December 22, 2024
ART SEEN

Glimpses of nature ‘Courting Spring’ gives hope that winter’s end approaches

“Courting Spring,” visual art in multimedia by Annaliese Hood, sculpture by Christina Rioux, and photographs by Aquelidio Rodrigues; By Design, 20 Harlow St., Bangor.

Offer truth with every gesture …” begins a words-and-watercolor piece by Annaliese Hood. So she does, in a varied exhibit in the rear room of By Design, a fairly new gallery in downtown Bangor.

A writer who spent 25 years in Boston, and then 25 years on 40 acres “on a dirt road in northern Maine,” Hood now makes her art in Bangor.

Each piece is unique, from a frame of pressed flowers to “Dancerwoman,” a pair of free-spirited females crafted from coppery wire.

A tree is made from small ferns and handmade papers, but how’d she get the trunk to look like that? The wonderful rusty color is, well, rust.

Hood says her work originates in relationships, and that’s clear in her images of growth and life, in her writings about her children.

In the next room, big birds hold court. “Curiosite” is 8 feet tall, while “Fache” – Anger – stands 6 feet.

It’s quite all right to stand nose-to-nose and look up their spoonbill noses to topknots based on the African secretary bird.

The nubbly legs are modeled on the blue heron, parts of the imaginary creatures that spring from the mind of sculptor Christina Rioux, the Bangor woman who crafts them by welding half-inch steel rods.

Rounding out the exhibit are “Shadows and Reflections,” a series of photographs by Aquelidio Rodrigues.

Quotes from Manuel Fortuna accompany the display, including the apt phrase “lake of illusions.”

Indeed, greens and golds shimmer and ripple across the blue water. In the black-and-white images, framed in a variety of media, the ripples resemble pummeled metal.

The exhibit will run through May 8. By Design is open 10 a.m.-4 p.m. Tuesday-Friday and by appointment Saturday. 947-0077

“Related and Unrelated Figurative Sculpture,” sculpture by Rick Beckjord, Robert H. White Gallery, Peabody Hall, Husson College, Bangor.

The small gallery on the bottom level of Peabody Hall would seem to contain pieces by several sculptors.

The photographic prints of jellyfish seem far removed from the abstract terra cotta piece based on the same marine animal. Is the black mouse made of plaster really by the same artist as the squirrel in bronze? And what is that owl looking at?

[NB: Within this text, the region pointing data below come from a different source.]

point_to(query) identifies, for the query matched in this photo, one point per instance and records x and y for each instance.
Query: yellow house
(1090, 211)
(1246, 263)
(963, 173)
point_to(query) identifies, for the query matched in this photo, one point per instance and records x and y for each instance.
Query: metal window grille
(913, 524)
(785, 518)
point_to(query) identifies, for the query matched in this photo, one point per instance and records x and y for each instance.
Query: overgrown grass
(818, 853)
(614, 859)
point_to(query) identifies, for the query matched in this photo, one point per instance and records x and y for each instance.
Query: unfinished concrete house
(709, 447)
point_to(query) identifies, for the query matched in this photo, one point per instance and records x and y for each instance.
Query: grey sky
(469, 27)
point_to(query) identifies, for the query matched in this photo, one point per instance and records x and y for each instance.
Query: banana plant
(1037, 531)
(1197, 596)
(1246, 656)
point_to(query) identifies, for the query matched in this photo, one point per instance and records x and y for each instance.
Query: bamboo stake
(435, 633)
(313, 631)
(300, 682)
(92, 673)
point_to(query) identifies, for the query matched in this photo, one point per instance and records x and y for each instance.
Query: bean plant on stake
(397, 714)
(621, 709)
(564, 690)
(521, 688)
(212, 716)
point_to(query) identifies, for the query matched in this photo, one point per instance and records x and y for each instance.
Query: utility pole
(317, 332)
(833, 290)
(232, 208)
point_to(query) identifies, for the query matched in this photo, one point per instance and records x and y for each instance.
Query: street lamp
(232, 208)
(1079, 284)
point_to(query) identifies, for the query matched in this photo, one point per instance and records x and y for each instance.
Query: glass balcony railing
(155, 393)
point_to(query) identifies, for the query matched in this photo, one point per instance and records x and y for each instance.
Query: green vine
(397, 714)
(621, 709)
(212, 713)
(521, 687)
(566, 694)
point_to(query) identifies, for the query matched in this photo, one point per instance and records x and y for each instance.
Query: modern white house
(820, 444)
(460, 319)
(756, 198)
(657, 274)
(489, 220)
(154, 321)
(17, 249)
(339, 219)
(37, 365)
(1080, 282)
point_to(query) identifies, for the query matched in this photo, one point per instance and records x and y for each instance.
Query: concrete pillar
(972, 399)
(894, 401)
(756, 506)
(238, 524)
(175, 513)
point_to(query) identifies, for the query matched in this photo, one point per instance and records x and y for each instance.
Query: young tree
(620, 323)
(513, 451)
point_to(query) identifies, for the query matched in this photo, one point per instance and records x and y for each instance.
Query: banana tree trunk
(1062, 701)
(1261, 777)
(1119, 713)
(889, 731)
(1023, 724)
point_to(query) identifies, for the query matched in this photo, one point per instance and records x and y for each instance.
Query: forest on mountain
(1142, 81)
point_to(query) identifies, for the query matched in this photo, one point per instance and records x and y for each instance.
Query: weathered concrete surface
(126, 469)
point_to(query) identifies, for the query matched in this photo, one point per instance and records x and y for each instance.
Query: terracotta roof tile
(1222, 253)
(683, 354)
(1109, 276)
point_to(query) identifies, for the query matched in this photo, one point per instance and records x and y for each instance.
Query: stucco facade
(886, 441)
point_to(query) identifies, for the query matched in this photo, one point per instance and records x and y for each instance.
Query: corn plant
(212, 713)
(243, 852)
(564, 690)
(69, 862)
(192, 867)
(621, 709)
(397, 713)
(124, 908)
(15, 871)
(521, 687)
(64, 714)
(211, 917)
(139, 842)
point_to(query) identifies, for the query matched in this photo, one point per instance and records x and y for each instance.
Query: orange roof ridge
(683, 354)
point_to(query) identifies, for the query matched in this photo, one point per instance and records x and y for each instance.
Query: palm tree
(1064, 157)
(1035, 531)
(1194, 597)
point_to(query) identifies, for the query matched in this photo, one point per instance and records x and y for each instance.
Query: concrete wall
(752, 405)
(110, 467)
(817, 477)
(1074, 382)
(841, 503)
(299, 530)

Follow the owl’s eye, and find out for yourself that it is the works based on people that come amazingly to life in Rick Beckjord’s hands. The owl gazes at a wonderful nude sculpture in aquaresin of a woman with a most expressive face.

A very different sculpture is of a grandfather in cherry wood, one foot forward and head flung back, arms full of baby.

“Genre Scene” is another terra cotta piece, this one of a woman holding a bowl full of plucked chicken as she twists away from the dog trying to get at the food.

The most compelling pieces may be the three versions of a mother and her two little boys.

In one corner of the room is the bronze “Study for Mother,” about a foot in height. The baby in her arms looks forward, one hand flung into the air, while big brother stands behind the pair with his legs tangled among his mother’s and one hand on the baby’s foot.

In the opposite corner is “Pioneer Mother” in plaster, 3 feet high. This time the baby looks over his mother’s shoulder at his brother.

In the center of the room, standing more than 6 feet tall, is the piece sculpted in sycamore wood. This mother is Asian, and the older boy leans on her.

Visitors to the gallery will find themselves studying the sculptures from different angles, the better to ponder Beckjord’s intentions.

The exhibit will run through April 15 at Peabody Hall.